Khatib was angry with the decision, claiming city officials led him to believe the project would be supported.

''Now I'm going to go somewhere else,'' Khatib said Wednesday. He said the $3 million project would have been good for Main Street.

Street-level halls banned

Khatib needed zoning board approval because city code prohibits billiard halls in the street level of buildings in that zone.

Some city leaders applauded the vote. They were concerned a pool hall would not fit in with other planned developments along the Main Street corridor.

''We're happy the zoning board took a close look at the type of establishment that came before them,'' said Councilman John Tkazyik, R-3rd Ward. ''They realized this would not have a positive effect on the Main Street corridor, nor would it be conducive to the types of businesses that would enhance the area.''

City leaders and residents would like to see vacant stores revitalized, but many also want new businesses to fit in with a larger vision for a reinvigorated downtown. Work is under way on new retail businesses and apartments on the nearby 400 block of Main and at the vacant landmark Luckey Platt building.

Benjamin Schaffer, a White Plains architect hired by Khatib, said the project would have made the Main Street business district more diverse.

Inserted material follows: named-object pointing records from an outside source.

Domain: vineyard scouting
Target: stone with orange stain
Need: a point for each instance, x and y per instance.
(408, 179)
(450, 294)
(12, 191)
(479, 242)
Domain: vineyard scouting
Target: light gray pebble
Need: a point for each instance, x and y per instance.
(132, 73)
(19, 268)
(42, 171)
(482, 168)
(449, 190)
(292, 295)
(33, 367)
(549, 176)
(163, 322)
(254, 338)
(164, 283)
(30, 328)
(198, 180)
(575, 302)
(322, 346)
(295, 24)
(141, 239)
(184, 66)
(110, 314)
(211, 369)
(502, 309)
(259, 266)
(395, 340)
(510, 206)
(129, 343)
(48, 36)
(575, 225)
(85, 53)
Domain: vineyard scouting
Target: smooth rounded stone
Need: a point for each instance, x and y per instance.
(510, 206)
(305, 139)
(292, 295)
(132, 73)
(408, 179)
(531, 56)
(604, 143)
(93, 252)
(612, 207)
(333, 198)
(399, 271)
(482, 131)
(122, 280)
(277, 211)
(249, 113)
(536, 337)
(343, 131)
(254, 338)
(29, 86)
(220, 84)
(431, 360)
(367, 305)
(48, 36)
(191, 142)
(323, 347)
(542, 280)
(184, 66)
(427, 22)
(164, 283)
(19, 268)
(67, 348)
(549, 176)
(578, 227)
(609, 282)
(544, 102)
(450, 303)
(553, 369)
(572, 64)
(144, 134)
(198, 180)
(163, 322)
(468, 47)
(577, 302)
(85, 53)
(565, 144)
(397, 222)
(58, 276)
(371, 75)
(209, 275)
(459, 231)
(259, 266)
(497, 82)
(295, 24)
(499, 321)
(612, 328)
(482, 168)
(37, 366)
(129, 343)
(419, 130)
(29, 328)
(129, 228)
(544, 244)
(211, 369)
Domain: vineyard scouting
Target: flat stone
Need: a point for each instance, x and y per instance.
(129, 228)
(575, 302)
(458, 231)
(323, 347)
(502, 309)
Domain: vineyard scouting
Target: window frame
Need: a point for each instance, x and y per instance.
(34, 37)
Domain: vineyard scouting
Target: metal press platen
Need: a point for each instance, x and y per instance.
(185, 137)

''It's that mix that makes an area exciting to be in,'' Schaffer said.

One city resident said she would have liked to see the billiard parlor open, noting a glut of empty storefronts downtown.

''It brings something into the city,'' Lydia Cotter said. ''There are a lot of places that are just sitting there.''

Councilman John Lawrence, D-2nd Ward, who represents the area where the pool hall was proposed, said he would prefer to see a storefront with retail or financial services on the site.

''That type of use would be more appropriate elsewhere,'' Lawrence said of the billiard hall.

Schaffer said Khatib considered a retail use, but was discouraged by the number of empty storefronts and failed retail businesses nearby.

Khatib and Schaffer said they have no plans to come back with a new proposal for the vacant site.